Caxias do Sul é a maior cidade da Serra Gaúcha. Formada essencialmente por imigrantes italianos e alemães, estes últimos em menor número, apresenta forte vocação industrial. Nos últimos anos, o município recebeu milhares de imigrantes negros, entre eles haitianos, senegaleses e ganeses. Mesmo que a cidade seja a terceira do Estado com o maior número de negros, ainda há um forte preconceito e conservadorismo na população caxiense, que gosta de salientar sua origem europeia.

Recentemente Caxias do Sul apareceu em rede nacional expondo seus preconceitos, com frases como “eles têm que ir embora”, “vão tirar nossos empregos” e “estão trazendo doenças”, o que gerou diversos movimentos internos e em toda a região para combater o racismo e a xenofobia.

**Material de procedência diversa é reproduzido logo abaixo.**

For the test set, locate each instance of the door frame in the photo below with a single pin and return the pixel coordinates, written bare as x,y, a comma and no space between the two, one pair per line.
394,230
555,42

Aponta-se como principal fator, a cor da pele, porém antes deles, a cidade recebia migrantes de outras partes do país, que já não eram bem vistos, pois ‘não eram trabalhadores como os italianos’. Esses fatores nos levam a repensar a globalização.

Veja também: O que é pós-modernidade?

Stuart Hall, em A Identidade Cultural na Pós-modernidade, afirma que no final do século XX ocorreu um forte ressurgimento do nacionalismo e de outras formas de particularismo ao lado da globalização e a ela intimamente ligado. Para ele, esse processo constitui uma virada bastante inesperada dos acontecimentos. Nada nas perspectivas iluministas modernizantes ou nas ideologias do Ocidente nem o liberalismo nem, na verdade, o marxismo, que, apesar de toda sua oposição ao liberalismo, também viu o capitalismo como o agente involuntário da “modernidade”, previa tal resultado.

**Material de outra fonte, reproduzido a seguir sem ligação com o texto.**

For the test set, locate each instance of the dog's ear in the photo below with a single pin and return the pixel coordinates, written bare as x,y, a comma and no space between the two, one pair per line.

O que esperava é que universalização de valores nos levasse a uma única identidade, a sermos sujeitos do mundo. Hall aponta que tanto o liberalismo quanto o marxismo davam a entender que o apego ao local e ao particular dariam gradualmente vez a valores e identidades mais universalistas. O nacionalismo e a etnia seriam vistas como formas arcaicas de apego —a espécie de coisa que seria “dissolvida” pela força revolucionadora da modernidade.

Essa resposta inesperada dos sujeitos locais, quando o processo de imigração é constante e está presente em todos os continentes, nos leva a pensar os fatores que fazem com que o conservadorismo e o apego às tradições imperem. Em Caxias do Sul, especificamente, reina o orgulho da raça branca, pura e trabalhadora. A região é descrita como a Europa do Brasil. Os negros estão presentes em grande número nas comunidades, mas não nas escolas, universidades ou em postos de destaque no mercado de trabalho.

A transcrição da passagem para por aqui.